È la frase di una storia che ho scritto e che continua a essere il mio modus vivendi, da quando ne ho salutato i personaggi.

Non c’è giorno che passi senza che io rivolga loro un pensiero, e loro ne rivolgono uno a me, facendomi sapere che la loro vita si è estesa ben oltre la parole “Fine”, scritta ormai  nove mesi fa. Il nostro appare come uno scambio epistolare, che si muove sul vento dell’ispirazione, effimero, virtuale, ma non per questo meno realistico. Non ci saranno altre parole, oltre quella fine, ma ci sono ancora mille emozioni da vivere insieme, a distanza, cavalcando le onde di un oceano impetuoso al ritmo di un cuore che pulsa, sotto la superficie di una pelle di foca.

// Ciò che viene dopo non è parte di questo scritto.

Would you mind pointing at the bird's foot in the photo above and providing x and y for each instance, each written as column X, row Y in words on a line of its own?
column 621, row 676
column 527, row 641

L’immagine inserita in questo post è una delle tante “cartoline”, una prova che i personaggi che abbiamo amato non ci abbandonano mai e che la lor o essenza continua a scorrere nelle nostre vene d’inchiostro per sempre.

Ancora una volta devo ringraziare Pascal Campion, per la sua arte che crea ponti invisibili, che spezza i confini tra fantasia e realtà.